Litigation files. Records relating to specific federal cases, consent decrees, or settlement agreements may be partially or fully releasable depending on whether litigation is ongoing and whether deliberative process or attorney work-product exemptions (Exemptions 5) apply.
Decision Boundaries
The nine FOIA exemptions define the outer boundary of what the DOJ must disclose. Exemption 1 covers classified national security information. Exemption 3 covers records specifically protected by statute — including grand jury materials shielded under Federal Rule of Criminal Procedure 6(e). Exemption 5 protects intra-agency and inter-agency deliberative process materials, attorney-client communications, and attorney work product.

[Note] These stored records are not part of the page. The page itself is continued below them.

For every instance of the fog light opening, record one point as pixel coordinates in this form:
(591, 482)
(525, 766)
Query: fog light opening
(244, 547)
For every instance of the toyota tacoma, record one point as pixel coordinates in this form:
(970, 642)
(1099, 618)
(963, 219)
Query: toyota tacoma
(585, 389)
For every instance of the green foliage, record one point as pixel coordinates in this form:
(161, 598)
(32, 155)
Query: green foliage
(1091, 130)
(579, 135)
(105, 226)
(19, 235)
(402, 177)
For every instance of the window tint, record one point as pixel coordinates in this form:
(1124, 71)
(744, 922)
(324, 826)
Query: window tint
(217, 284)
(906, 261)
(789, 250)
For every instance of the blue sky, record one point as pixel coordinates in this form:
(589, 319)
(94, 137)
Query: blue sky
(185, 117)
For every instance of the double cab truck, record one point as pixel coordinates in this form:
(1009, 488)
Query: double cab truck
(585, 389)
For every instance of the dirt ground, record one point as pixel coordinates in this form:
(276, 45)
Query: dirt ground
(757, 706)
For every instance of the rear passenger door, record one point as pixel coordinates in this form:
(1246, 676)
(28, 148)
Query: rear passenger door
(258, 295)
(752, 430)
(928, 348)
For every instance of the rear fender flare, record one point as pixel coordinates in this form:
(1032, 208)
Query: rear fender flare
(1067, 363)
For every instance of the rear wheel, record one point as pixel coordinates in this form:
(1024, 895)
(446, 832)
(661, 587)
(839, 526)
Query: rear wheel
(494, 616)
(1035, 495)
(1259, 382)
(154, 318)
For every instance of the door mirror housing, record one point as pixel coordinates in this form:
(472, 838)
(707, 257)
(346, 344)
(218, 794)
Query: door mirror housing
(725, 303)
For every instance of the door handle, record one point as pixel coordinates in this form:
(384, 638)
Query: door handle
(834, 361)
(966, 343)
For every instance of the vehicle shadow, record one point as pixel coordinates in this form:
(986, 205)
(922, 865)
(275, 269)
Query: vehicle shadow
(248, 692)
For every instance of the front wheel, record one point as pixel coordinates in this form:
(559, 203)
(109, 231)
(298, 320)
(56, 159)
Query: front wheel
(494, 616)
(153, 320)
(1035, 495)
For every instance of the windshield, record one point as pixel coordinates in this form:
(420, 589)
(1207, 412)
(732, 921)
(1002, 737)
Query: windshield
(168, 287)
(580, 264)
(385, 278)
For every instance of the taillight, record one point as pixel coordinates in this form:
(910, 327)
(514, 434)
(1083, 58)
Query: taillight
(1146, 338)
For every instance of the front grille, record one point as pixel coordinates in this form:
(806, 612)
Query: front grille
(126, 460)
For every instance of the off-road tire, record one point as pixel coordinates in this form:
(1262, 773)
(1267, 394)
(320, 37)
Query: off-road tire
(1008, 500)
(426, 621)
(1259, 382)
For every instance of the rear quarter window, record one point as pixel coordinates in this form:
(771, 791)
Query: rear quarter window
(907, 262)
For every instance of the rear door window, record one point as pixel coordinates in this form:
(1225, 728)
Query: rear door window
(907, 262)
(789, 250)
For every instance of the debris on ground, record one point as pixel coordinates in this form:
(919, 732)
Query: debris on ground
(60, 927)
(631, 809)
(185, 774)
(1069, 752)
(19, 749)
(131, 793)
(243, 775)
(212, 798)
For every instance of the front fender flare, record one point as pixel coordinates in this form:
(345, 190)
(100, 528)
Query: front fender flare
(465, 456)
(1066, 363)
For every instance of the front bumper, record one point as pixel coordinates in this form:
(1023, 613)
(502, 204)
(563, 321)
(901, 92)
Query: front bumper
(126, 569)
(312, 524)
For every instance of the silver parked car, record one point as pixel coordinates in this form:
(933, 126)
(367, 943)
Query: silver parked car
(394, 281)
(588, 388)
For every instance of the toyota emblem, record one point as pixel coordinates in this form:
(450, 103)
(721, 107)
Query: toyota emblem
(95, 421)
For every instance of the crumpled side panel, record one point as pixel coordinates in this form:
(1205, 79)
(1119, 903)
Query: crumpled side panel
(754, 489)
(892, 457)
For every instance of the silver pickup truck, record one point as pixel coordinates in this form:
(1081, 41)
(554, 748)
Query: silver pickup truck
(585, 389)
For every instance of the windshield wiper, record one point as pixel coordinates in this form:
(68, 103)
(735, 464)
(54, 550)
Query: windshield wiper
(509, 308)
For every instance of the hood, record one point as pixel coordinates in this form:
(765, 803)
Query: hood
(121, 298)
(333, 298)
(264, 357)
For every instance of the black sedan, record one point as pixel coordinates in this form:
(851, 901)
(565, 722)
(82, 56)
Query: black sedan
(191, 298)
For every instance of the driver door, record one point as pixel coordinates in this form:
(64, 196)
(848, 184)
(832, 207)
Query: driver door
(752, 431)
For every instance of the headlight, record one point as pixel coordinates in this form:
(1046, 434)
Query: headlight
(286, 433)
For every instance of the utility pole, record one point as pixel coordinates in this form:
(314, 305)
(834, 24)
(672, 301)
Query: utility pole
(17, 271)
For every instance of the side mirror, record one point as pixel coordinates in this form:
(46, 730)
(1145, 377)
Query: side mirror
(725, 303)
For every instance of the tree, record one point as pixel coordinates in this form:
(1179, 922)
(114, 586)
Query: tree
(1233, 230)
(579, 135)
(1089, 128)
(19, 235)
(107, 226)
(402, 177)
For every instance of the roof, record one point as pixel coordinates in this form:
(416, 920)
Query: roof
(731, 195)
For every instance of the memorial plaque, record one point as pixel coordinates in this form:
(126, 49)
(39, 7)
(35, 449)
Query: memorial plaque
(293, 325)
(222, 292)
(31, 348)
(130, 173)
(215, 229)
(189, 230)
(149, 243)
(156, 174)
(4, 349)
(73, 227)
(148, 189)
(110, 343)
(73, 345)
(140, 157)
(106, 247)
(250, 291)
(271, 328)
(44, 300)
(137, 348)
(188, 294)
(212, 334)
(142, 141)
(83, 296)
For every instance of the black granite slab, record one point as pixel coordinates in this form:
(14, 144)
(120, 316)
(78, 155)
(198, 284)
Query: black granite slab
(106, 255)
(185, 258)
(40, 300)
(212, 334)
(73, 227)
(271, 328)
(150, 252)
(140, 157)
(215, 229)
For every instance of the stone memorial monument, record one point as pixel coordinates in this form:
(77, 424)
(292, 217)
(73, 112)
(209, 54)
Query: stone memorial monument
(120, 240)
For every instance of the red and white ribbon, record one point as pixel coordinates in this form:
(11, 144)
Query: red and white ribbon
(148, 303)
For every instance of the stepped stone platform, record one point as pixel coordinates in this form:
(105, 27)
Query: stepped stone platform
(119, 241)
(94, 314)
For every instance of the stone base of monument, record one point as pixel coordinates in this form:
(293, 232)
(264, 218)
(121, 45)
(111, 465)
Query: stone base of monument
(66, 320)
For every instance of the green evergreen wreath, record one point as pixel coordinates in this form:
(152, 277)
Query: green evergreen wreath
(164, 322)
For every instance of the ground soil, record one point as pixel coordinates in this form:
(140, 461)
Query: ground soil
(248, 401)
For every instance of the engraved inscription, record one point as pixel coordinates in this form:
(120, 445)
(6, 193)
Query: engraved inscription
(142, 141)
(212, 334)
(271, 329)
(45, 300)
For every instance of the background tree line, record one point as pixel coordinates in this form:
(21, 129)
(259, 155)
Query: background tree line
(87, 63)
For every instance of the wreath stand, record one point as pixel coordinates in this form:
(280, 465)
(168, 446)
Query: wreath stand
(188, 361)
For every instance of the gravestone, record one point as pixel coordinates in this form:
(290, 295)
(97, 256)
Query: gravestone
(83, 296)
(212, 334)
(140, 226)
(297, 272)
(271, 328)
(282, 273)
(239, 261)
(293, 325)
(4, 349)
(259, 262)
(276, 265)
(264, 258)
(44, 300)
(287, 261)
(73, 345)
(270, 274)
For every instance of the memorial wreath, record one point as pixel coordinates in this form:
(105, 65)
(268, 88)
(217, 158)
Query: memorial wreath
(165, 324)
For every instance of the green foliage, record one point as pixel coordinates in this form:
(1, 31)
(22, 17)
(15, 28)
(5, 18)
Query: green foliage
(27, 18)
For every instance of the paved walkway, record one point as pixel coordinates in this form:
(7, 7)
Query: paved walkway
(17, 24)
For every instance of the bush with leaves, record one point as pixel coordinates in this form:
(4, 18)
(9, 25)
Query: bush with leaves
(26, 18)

A critical distinction separates mandatory disclosure from discretionary disclosure. Even when an exemption technically applies, the DOJ may choose to release records as a matter of policy — the "foreseeable harm" standard codified by the FOIA Improvement Act of 2016 requires agencies to withhold only when disclosure would cause foreseeable harm to an interest protected by an exemption or when disclosure is prohibited by law. This standard narrows withholding discretion compared to prior practice.
The DOJ's broader operational scope — spanning civil, criminal, national security, and administrative functions — means that FOIA requests intersect with nearly every aspect of federal law enforcement and legal policy. Requests touching national security matters may face Glomar responses, where the DOJ neither confirms nor denies the existence of responsive records, a response posture upheld by federal courts when acknowledgment itself would reveal protected information.
Requesters challenging denials should note that the burden of proof in FOIA litigation falls on the agency, not the requester, to justify withholding under 5 U.S.C. § 552(a)(4)(B).